I'm troubleshooting a regex to match against the following data (names and IP addresses are fictional):
Aug 26 10:55:50 10.11.12.13 PRIMUS NT: <Security;F529;NT AUTHORITY\SYSTEM> Logon Failure: Reason:Unknown user name or bad password User Name:bob Domain:10.11.12.13 Logon Type:3 Logon Process:NtLmSsp Authentication Package:NTLM Workstation Name:FAUX Caller User Name:- Caller Domain:- Caller Logon ID:- Caller Process ID:- Transited Services:- Source Network Address:10.11.12.14 Source Port:0
I believe the regex below is a valid PCRE, but Splunk's search complains with the message:
Error in 'SearchOperator:regex': The regex '<Security;[A-Z]\d+;[^\]+' is invalid. missing terminating ] for character class | regex _raw="<Security;[A-Z]\d+;[^\\]+"
When I create a regex for a Splunk search, am I supposed to escape each backslash with an additional backslash? The following search appears to work...
| regex _raw="<Security;[A-Z]\\d+;[^\\\\]+"
At the search line, each backslash must be escaped. In the Field Extraction regex, only the literal backslash (matching the "\") needs to be escaped.
| rex field=UserName "(?<field1>[^\\\\]+)\\\\+(?<field2>[^\\\\\\",]+)$"
Additionally, at the search line, double quotes must be escaped. In many cases like the double quote, the search line does not require every backslash to be escaped. The following example takes the previous case and allows for double quotes to be found around the field values without matching them.
| rex field=_raw "UserName=\"?(?<field1>[^\\\\]+)\\\\+(?<field2>[^\\\\\",]+)\"?$"

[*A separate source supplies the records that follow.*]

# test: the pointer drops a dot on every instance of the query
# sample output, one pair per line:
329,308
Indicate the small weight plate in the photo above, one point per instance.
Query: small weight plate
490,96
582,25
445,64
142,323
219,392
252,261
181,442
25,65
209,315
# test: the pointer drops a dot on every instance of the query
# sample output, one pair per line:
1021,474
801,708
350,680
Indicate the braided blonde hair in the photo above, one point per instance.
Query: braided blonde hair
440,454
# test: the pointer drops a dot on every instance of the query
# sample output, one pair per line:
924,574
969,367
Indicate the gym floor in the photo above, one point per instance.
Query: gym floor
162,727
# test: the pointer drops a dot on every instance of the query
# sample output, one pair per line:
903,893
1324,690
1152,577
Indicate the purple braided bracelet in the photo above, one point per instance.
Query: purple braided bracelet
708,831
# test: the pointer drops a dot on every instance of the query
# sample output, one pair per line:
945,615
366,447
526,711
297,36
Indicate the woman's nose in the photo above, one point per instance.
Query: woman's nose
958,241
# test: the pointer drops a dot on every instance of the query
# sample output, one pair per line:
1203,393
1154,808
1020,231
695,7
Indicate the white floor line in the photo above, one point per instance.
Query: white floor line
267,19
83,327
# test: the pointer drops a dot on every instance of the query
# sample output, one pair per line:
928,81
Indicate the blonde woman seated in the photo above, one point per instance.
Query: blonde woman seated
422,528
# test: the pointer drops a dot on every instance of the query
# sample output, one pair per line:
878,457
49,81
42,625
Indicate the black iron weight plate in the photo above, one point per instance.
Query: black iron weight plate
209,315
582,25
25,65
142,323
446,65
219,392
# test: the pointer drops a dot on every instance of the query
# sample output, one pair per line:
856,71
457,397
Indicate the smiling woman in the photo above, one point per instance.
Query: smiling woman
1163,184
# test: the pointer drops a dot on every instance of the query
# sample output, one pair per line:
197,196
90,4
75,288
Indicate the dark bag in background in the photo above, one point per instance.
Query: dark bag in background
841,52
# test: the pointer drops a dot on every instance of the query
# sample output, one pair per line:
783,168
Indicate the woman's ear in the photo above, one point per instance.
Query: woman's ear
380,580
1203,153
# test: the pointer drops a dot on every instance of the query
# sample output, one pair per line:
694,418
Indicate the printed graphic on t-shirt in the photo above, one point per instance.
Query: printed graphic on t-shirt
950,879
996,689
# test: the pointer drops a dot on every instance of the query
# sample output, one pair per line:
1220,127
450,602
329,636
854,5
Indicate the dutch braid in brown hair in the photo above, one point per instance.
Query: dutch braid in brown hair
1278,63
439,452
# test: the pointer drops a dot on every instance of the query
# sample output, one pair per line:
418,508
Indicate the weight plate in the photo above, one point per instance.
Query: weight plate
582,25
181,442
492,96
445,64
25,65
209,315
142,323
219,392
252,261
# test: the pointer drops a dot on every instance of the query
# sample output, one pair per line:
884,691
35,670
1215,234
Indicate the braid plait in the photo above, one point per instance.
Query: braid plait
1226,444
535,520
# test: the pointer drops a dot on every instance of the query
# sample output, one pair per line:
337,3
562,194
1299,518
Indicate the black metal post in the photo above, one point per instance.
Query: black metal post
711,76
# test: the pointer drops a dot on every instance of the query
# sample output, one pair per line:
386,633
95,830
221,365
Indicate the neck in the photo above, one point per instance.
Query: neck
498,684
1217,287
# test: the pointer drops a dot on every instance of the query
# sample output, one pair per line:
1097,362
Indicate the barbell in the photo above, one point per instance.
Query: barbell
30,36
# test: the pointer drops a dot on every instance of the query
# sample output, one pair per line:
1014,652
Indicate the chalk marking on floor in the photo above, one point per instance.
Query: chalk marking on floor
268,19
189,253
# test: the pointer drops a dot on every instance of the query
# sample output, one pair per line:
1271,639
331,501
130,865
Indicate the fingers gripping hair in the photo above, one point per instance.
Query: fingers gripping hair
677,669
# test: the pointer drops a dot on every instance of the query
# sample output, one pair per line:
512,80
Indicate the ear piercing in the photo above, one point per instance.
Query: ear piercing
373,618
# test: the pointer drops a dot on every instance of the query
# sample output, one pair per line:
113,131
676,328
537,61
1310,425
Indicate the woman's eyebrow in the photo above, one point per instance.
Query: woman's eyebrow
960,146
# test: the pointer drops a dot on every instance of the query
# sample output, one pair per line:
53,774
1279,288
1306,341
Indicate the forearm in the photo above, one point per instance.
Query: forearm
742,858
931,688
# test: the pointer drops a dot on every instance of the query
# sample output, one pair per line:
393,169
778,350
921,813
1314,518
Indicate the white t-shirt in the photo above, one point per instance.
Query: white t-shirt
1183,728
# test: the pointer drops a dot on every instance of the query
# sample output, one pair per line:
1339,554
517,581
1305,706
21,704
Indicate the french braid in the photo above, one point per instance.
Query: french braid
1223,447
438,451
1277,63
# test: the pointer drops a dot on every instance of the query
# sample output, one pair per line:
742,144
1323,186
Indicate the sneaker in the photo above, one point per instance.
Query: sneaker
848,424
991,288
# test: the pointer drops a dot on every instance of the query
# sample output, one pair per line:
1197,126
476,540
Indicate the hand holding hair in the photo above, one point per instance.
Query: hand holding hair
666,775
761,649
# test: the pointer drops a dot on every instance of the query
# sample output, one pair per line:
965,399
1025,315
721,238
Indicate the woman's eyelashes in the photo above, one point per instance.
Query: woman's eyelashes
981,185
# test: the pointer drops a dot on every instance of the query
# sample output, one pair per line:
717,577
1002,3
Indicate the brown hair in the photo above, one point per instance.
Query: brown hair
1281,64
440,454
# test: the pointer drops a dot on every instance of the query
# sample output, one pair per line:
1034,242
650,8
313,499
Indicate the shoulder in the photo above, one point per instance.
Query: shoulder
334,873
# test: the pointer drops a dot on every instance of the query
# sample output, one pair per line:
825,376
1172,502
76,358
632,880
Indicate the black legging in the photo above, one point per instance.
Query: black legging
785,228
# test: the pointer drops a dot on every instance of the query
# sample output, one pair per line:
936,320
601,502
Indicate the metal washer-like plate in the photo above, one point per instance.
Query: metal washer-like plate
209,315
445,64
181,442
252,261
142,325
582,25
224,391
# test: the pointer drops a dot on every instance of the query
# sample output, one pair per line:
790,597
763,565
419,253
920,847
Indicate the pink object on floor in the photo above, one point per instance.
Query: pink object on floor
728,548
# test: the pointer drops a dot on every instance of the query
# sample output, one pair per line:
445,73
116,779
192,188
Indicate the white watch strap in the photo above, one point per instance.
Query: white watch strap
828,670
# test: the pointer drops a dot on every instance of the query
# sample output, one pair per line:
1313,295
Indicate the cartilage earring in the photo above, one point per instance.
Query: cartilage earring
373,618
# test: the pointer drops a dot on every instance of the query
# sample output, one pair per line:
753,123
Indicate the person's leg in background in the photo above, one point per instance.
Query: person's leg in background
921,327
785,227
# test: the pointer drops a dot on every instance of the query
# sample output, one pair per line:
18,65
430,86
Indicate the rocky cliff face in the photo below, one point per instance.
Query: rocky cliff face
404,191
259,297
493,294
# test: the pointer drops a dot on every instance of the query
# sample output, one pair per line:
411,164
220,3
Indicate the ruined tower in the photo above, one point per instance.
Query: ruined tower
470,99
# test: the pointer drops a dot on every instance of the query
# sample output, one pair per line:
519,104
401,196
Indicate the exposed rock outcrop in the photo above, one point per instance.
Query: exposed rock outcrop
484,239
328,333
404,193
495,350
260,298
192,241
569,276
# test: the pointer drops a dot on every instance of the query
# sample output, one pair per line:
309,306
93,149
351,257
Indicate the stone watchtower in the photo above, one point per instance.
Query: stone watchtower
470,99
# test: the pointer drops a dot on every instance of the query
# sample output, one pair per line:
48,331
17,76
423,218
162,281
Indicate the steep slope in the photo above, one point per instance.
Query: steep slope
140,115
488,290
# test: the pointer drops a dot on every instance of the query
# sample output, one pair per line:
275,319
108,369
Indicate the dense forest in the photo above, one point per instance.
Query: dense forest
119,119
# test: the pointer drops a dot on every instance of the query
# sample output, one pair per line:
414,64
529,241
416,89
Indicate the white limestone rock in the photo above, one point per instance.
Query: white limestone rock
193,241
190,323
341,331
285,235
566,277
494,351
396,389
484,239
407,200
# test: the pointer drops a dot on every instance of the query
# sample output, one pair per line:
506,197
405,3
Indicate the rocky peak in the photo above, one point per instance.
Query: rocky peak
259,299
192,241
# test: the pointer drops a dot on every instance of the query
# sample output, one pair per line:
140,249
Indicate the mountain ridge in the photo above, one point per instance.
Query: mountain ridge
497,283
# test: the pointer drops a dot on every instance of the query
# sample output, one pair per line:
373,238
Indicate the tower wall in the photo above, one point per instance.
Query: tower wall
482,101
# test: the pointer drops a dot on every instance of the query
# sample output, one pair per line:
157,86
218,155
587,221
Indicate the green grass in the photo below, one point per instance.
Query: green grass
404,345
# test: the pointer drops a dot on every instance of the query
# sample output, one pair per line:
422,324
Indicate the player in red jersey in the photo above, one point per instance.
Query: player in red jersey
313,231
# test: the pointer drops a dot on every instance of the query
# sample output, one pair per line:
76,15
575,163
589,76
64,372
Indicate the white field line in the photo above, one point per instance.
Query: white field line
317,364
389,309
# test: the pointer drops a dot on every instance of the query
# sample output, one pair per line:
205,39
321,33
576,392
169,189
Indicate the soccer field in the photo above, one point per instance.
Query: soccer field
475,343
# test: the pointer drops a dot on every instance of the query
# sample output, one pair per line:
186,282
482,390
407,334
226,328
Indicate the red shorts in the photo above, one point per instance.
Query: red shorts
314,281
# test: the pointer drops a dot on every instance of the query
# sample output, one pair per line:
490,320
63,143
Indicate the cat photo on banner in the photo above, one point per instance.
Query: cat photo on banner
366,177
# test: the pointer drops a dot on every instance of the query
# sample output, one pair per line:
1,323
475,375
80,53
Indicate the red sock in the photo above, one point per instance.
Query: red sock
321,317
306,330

| rex field=_raw "UserName=\\"?(?<field1>[^\\\\]+)\\\\+(?<field2>[^\\\\\",]+)\\"?$"
That didn't quite answer my question... please closely look at the difference between my search and Splunk's error message. If I copy and paste the regex you provided, Splunk responds with an error.
Error in 'SearchOperator:regex': The regex '<Security;[A-Z]\d+;[^\]+' is invalid. missing terminating ] for character class
It's behaving as though the double-backslash is first unescaped, then applied to the "]" character as a literal. Note how in the error message, it only shows one backslash, but the character class in my query had two.